I don't find the view that publishing a lot of internal thinking for public consumption and feedback is a poor use of time to be implausible on its face. Here are some reasons:

  1. By the time you know enough to write really useful things, your opportunity cost is high (more and better grants, coaching staff internally, etc).
  2. Thoughtful and informative content tends to get very little traffic anyway because it doesn't generate controversy. Most traffic will go to your most dubious work, thereby wasting your time, other people's time and spreading misinformation. I've benefitted greatly from GiveWell/OpenPhil investing in public communication (including this blog post for example) but I think I'm in a small minority that arguably shouldn't be their main focus given the amount of money they have available for granting. If there are a few relevant decision-makers who would benefit from a piece of information, you can just quickly email it to them and they'll understand it without you having to explain things in great detail.
  3. The people with expertise who provide the most useful feedback will email you or meet you eventually anyway - and often end up being hired. I'd say 80% of the usefulness of feedback/learning I've received has come from 5% of providers, who can be identified as the most informed critics pretty quickly.
  4. 'Transparency' and 'engaging with negative public feedback' are applause lights in egalitarian species and societies, like 'public parks', 'community' and 'families'. No one wants to argue against these things, so people who aren't in senior positions remain unaware of their legitimate downsides. And many people enjoy tearing down those they believe to be powerful and successful for the sake of enforced egalitarianism, rather than positive outcomes per se.
  5. The personal desire for attention, and to be adulated as smart and insightful, already pushes people towards public engagement even when it's an inferior use of time.

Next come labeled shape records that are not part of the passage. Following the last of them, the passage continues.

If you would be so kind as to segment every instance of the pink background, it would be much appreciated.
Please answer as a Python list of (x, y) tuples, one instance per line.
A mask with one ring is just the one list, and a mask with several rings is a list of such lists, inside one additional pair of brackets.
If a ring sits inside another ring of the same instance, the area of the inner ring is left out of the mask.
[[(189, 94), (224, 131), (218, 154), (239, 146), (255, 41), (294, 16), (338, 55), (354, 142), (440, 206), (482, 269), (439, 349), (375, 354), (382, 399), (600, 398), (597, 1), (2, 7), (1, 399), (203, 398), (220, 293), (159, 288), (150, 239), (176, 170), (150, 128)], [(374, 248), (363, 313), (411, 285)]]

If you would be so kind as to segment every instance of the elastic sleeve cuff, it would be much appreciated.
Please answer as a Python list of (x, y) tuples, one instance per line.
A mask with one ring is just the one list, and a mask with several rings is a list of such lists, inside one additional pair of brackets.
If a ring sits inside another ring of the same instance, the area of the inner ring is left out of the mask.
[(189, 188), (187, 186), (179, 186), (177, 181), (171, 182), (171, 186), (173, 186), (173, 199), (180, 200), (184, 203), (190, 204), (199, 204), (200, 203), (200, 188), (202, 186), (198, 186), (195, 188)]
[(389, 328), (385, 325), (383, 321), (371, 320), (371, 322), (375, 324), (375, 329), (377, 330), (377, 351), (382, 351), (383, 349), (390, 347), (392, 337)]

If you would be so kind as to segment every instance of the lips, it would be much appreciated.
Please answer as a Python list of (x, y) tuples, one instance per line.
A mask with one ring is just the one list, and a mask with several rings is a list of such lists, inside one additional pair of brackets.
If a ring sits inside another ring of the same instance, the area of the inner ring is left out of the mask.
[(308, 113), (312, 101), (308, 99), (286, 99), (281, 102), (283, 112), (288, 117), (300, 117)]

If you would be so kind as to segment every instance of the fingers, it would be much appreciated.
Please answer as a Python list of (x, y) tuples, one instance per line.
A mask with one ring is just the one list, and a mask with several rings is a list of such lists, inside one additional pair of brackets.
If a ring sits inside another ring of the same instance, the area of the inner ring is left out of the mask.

This isn't to say overall people share too much of the industry expertise they have - there are plenty of forces in the opposite direction - but I don't come with a strong presupposition that they share far too little either.

Comment author: RomeoStevens 24 February 2017 02:27:03AM *  6 points [-]
  1. sharing more things of dubious usefulness is what I advocate.
  2. I am not advocating transparency as their main focus. I am advocating skepticism towards things that the outside view says everyone in your reference class (foundations) does specifically because I think if your methods are highly correlated with others you can't expect to outperform them by much.
  3. I think it is easy to underestimate the effect of the long tail. See Chalmers' comment on the value of the LW and EA communities in his recent AMA.
  4. I also don't care about optimizing for this, and I recognize that if you ask people to be more public, they will optimize for this because humans. Thinking more about this seems valuable. I think of it as a significant bottleneck.
  5. Disagree. Closed is the default for any dimension that relates to actual decision criteria. People push their public discourse into dimensions that don't affect decision criteria because [Insert Robin Hanson analysis here].

I'm not advocating a sea change in policy, but an increase in skepticism at the margin.

Comment author: Larks 02 March 2017 06:29:11AM 3 points [-]

See Chalmers' comment on the value of the LW and EA communities in his recent AMA.


Comment author: John_Maxwell_IV 01 March 2017 11:30:32PM *  1 point [-]

I think it is easy to underestimate the effect of the long tail. See Chalmers' comment on the value of the LW and EA communities in his recent AMA.

Notably, it's easy for me to imagine that people who work at foundations outside the EA community spend time reading OpenPhil's work and the discussion of it in deciding what grants to make. (This is something that could be happening without us being aware of it. As Holden says, transparency has major downsides. OpenPhil is also running a risk by associating its brand with a movement full of young contrarians it has no formal control over. Your average opaquely-run foundation has little incentive to let the world know if discussions happening in the EA community are an input into their grant-making process.)